Belki de o aracın yirmi metre arkasında yol alıyor olabilir, patlayan bombadan
saçılan şarapnel parçaları ön camımdan içeri girebilirdi; bu yazıyı hiç
yazamayabilirdim. Bütün bunları birlerinin duygularını sömürüp, benim için üzülmelerini
beklediğimden yazmıyorum. Böylesi bir atmosferin içerisinde yemek yiyebildim,
sıradan şeylerden bahsedebildim ve hatta güldüm de. Öfkelenip, kızmadım mı;
üzülmedim mi? Elbette, ama bahsettiğim şeyleri de yapabildim. Yani kanla,
ölümle yaşamaya alıştığımı fark ettim. Kendime bile öylesine garip geliyor ki
bu durum siz ne düşünürsünüz bilemiyorum. Televizyon ekranlarından takip edilen
bir olayın içerisindeydim ama endişe duygum neredeyse kalmamış gibiydi. Yaşanılanları
hatırlatan tek şey her şeyin olağan akışında olduğu bir günde on dakikada
ulaştığım evime yaklaşık kırk dakikada ulaşmama neden olan yoğun trafikti.

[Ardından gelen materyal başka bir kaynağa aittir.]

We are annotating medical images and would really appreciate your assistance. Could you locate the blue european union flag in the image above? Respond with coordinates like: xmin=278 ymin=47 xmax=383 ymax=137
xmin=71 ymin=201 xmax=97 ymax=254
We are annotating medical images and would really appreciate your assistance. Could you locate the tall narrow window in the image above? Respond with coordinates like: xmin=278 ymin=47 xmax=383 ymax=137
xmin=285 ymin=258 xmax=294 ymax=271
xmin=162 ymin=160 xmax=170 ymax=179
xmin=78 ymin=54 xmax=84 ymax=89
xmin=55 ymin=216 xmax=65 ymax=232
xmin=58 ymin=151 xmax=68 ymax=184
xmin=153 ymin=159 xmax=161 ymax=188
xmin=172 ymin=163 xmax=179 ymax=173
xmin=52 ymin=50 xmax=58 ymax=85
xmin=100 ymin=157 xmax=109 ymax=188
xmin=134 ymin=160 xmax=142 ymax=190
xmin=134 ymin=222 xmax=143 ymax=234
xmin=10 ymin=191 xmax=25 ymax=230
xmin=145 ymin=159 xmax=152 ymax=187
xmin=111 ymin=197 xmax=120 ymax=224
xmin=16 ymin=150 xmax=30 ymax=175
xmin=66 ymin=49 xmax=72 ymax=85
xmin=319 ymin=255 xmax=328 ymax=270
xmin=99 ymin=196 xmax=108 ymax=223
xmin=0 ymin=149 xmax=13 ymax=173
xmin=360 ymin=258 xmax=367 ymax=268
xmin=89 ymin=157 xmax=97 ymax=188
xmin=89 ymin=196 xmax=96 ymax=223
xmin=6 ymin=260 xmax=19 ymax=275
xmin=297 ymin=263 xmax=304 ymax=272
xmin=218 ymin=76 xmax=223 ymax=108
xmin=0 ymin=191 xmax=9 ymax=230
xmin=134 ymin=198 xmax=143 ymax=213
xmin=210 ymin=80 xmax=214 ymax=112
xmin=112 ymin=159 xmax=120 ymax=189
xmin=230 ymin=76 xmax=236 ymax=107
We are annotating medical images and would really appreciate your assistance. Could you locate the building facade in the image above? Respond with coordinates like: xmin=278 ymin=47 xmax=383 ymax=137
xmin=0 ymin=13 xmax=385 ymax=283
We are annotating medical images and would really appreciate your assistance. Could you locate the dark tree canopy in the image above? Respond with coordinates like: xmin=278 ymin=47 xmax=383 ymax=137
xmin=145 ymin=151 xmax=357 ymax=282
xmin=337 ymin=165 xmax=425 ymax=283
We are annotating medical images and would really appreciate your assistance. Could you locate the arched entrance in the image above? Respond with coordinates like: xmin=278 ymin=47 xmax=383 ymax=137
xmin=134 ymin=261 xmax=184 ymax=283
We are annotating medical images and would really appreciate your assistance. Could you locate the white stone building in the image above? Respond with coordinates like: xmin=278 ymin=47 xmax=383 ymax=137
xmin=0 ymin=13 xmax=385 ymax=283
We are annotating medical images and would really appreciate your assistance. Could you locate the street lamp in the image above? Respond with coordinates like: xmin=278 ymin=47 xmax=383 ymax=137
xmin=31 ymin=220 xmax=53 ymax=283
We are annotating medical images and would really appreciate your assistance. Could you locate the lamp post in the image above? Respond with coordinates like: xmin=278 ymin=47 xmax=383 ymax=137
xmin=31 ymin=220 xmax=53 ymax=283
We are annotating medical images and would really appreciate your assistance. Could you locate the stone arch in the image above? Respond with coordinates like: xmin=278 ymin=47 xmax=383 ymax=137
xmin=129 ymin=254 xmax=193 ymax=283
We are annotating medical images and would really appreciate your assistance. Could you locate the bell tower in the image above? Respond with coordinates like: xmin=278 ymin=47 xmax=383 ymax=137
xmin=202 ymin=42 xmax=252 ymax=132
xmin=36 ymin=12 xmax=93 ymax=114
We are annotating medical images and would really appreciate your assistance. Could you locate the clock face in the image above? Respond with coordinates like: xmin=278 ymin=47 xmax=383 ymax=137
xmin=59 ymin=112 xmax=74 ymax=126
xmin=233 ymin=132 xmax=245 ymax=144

Akşam evlilik arifesinde olan bir
arkadaşımla görüştüm. Olay burada yaşanılmıştı ama anlaşılan bu şehirden uzakta
olmak burada yaşanılanların etkisinden sizi uzak tutamıyordu. 'Geçmiş olsun'
dedi arkadaşım. Annem babam haricinde olayın akabinde beni arayan tek kişi
oydu.'Hepimize geçmiş olsun' dedim. Telefonda açıkça söyleyemedi kız arkadaşı
yanında olduğu için ama daha sonra attığı mesajdan anladığım kadarıyla kız arkadaşı
bu şehre gelmek istemiyordu artık. Ölümle burun buruna yaşamak istemiyordu herkes
gibi o da. Belki kızın annesi de kesin bir dille müsaade etmediğini kızarak,
bağırarak söyleyecek kızına. Hak vermesine veriyorum bu endişeli itirazlarına
ama bu ve benzeri olaylar yaşanıldığında kimsenin empati içerisine girmemesi de
kızdırmıyor değil hani. Gözden çıkarılmışlık duygusu kaplıyor her seferinde insanı
bu tip şeyler yaşanıldığında. Öyle olmasa da kimse umursamıyormuş gibi geliyor
işte burada çalışan, yaşayan insanlara.
Bütün bu yazdıklarımdan sonra oturup ülkenin
batısında yaşayan insanları eleştirip, suçlamak ya da onları herhangi bir vicdan
azabına sürüklemek için kendimi paralamak niyetinde değilim. Neticede herkes
bulunmak zorunda olduğu yerde ve başka türlü de olmamaz. Kimsenin böyle bir
atmosferi yaşamasını da asla dilemem. Ama şunu da belirtmeden geçemeyeceğim.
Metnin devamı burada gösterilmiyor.